Three weeks later they were ready to present their project. All the children sat with rapt attention (including a row of younger boys who were enthralled with what their role models were capable of). One could hear a pin drop as the older boys shared their learning with deep pride. 



This was big work in action! The children were actively engaged in their learning, much of it was spontaneous, it took time and it connected to something bigger (e.g. the fundamental needs of humans and the influence of past cultures on our present one). It also was a great example of how older students can act as role models and mentors in a Montessori classroom. 



Friday, June 19, 2020

Mathematics in the Second Plane of Development

In the preschool setting, it is not uncommon for tamariki to return to the same piece of material over and over again in a quest for the satisfaction that comes from mastering that particular piece of equipment. 

During the Second Plane (6 to 12 years), children usually enjoy more challenge and variety in their work choices. They are often inspired by work that other children are doing and are keen to move onto abstraction of mathematical concepts. However, it is important that children are able to consolidate learning, otherwise they could miss out on fundamental building blocks and end up with 'gaps' in their understanding. 

Learning basic addition and subtraction facts, identifying fractions, and practising times tables help students to use their working memory on solving more complicated mathematical problems rather than spending valuable mental energy on these operations.  However, since children in the Second Plane are less enamoured with repetition, how can these skills be practised whilst still keeping students engaged?

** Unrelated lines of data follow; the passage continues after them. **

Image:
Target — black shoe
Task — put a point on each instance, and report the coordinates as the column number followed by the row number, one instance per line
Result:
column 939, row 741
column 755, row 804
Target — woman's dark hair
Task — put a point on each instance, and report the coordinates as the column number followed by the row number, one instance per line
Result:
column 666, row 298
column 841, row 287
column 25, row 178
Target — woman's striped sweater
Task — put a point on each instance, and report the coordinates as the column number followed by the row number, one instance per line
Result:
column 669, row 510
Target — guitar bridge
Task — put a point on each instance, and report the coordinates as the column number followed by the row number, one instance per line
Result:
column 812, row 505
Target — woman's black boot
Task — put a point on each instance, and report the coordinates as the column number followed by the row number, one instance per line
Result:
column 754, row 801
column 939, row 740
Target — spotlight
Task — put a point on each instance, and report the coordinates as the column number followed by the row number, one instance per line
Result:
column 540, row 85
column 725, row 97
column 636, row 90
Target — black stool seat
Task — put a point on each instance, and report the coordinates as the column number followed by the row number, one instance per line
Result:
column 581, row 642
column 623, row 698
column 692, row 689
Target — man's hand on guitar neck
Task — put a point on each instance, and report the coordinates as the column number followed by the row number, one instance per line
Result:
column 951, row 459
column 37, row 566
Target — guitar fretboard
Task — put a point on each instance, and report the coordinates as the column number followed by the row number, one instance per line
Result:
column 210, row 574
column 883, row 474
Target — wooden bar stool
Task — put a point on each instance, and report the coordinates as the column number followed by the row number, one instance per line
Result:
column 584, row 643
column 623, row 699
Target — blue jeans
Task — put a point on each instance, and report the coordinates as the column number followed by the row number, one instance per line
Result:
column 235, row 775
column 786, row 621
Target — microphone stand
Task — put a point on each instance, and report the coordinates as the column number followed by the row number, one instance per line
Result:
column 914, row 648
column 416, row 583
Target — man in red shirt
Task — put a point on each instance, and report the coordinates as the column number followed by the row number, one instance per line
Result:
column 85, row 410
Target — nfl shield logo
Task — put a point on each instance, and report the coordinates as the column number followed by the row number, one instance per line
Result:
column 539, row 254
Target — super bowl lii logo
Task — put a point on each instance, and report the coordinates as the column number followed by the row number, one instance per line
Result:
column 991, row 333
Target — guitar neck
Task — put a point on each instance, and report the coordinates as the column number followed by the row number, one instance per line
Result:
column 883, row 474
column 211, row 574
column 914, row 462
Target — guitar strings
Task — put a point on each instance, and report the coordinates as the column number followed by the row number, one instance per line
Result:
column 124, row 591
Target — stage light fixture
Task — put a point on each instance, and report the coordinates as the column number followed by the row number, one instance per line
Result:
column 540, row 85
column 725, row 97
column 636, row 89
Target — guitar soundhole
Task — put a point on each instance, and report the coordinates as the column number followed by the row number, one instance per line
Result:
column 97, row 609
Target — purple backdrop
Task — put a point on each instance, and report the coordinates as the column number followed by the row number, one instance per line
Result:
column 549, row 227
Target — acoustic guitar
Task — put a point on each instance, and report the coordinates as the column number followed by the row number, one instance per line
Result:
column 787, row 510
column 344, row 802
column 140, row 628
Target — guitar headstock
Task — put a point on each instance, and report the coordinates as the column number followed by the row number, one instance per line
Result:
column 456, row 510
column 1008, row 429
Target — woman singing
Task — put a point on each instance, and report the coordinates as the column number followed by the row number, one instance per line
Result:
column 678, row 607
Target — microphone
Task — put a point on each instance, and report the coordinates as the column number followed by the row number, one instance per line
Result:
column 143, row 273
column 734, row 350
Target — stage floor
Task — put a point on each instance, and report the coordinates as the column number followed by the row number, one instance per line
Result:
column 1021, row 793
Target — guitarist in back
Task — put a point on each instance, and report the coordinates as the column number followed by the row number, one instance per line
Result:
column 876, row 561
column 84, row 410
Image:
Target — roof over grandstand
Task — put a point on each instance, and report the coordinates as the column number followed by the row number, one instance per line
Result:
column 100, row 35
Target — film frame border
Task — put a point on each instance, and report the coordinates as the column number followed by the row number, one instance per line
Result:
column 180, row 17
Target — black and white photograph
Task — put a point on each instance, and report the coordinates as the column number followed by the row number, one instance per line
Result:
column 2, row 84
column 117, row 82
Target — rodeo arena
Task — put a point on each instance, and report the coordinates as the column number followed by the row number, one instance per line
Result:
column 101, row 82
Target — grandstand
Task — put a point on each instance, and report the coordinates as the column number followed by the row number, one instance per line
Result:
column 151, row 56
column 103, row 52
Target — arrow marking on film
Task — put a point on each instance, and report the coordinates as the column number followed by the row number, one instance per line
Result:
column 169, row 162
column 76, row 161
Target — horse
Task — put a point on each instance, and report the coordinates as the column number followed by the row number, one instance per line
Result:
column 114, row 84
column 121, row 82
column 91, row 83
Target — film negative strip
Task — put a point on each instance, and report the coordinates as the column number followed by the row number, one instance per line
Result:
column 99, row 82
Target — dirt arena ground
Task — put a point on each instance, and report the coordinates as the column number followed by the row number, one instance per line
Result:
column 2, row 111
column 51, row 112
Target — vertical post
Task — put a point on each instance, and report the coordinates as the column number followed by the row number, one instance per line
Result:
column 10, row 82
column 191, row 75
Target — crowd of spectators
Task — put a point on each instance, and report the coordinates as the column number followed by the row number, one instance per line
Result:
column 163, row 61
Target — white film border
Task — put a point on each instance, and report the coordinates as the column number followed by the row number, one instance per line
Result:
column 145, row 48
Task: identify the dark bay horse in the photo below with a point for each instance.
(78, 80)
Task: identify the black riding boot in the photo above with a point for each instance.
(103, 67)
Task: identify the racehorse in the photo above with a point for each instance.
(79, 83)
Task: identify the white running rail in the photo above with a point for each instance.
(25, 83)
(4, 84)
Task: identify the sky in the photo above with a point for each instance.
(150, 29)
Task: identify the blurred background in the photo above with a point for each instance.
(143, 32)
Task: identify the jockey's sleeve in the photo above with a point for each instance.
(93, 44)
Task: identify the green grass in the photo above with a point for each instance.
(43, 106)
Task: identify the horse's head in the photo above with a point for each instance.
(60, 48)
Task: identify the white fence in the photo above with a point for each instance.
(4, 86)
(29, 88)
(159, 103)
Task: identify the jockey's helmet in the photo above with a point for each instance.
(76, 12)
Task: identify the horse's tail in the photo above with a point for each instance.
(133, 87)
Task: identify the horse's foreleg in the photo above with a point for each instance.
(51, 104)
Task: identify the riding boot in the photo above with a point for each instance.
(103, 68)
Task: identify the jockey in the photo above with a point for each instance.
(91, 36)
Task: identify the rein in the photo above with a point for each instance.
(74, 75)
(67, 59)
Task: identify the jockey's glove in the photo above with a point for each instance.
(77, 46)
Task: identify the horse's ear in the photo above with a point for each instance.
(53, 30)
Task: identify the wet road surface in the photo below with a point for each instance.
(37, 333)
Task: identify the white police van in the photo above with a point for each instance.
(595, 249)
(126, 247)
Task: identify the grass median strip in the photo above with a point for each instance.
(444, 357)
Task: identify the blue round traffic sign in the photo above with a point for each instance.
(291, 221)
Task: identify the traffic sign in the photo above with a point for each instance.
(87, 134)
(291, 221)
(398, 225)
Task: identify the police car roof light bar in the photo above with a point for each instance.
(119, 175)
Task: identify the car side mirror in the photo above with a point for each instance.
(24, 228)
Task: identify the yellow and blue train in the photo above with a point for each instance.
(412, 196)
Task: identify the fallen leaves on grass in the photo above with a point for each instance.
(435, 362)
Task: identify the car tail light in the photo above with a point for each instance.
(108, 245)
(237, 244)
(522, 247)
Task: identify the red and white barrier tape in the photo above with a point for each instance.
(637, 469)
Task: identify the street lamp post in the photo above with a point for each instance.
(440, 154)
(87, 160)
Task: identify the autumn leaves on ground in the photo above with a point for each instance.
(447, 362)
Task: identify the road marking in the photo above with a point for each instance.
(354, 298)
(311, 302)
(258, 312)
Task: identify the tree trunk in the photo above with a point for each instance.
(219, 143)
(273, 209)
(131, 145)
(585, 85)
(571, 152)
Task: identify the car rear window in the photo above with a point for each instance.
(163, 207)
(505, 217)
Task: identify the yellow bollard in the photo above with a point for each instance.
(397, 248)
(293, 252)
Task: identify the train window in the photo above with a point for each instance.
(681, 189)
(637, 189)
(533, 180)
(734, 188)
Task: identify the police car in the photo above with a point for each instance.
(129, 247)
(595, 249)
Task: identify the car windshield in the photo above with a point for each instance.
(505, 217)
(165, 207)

I have found that variety is the spice of life in our classroom. Students complete a number of different mathematical tasks which offer challenge but also include valuable practise of skills. Here are some examples:

Addition Snake Game

This student is adding and exchanging coloured beads for bars of ten golden beads. Later he is shown how to check his answer by laying the coloured beads next to the golden beads. The student starts to see combinations which add up to ten.



Other students have been introduced to ratio. They started off comparing different ratios using coloured play dough and coloured water. 

Mixing blue and yellow play dough in different ratios


Mixing blue and yellow coloured water in different ratios


The results

Later, students were ready to apply their knowledge to solving ratio problems. The challenge of this work keeps students engaged but all the while they are practising multiplication and division facts as well as refining their fraction knowledge. 

Ratio problems

Using drawings to solve ratio problems

Each week we have two different levels of math challenges. Here two students are solving the following word problem using drawings:



Solving the math challenge


These math challenges provide engagement for the children as well as opportunities to reinforce multiplication and division facts and fraction knowledge. The Montessori classroom offers children the gift of time to explore and understand different mathematical concepts without being rushed off to the next task. 

There are numerous other ways children can reinforce mathematical learning in our classroom. Playing games with other children, observing others working, returning to familiar equipment, etc. Maths is fun and engaging in our classroom!